If you rejected the null hypothesis above, the Pearson residuals are a way to indicate which cells of the table were different from expected. Residuals more extreme than roughly \(\pm 2\) are considered ``large’’.

```
# The Pearson residuals
chisq_ga$residuals
```

```
## Area
## Goals Rural Suburban Urban
## Grades -2.2785892 1.0157928 1.1491411
## Popular 0.9122869 -0.3808591 -0.4838832
## Sports 2.6329158 -1.2060913 -1.2980491
```

```
# The sum of the squared residuals is the chi-squared statistic:
chisq_ga$residuals^2
```

```
## Area
## Goals Rural Suburban Urban
## Grades 5.1919686 1.0318351 1.3205252
## Popular 0.8322674 0.1450536 0.2341429
## Sports 6.9322457 1.4546562 1.6849315
```

`sum(chisq_ga$residuals^2)`

`## [1] 18.82763`

**(1 p)** Interpret the Pearson residuals.

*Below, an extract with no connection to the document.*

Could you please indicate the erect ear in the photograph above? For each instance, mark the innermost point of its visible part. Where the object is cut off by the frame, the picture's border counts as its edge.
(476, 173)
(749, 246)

The mosaic plot is a visual representation of the observed frequencies (areas of each box) and the Pearson residual (color bar). If rectangles are the same size along rows and columns (and gray), then they’re close to expected. Differences between observed and expected frequencies are indicated by different sized rectangles across rows or down columns and colors indicate substantial contributions to the \(X^2\) statistic.

```
# mosaic plot
library(vcd)
#mosaic(tab_GoalsArea, shade=TRUE, legend=TRUE)
# this layout gives us the interpretation we want:
mosaic(~ Area + Goals, data = dat, shade=TRUE, legend=TRUE, direction = "v")
```

**(1 p)** Interpret the mosaic plot.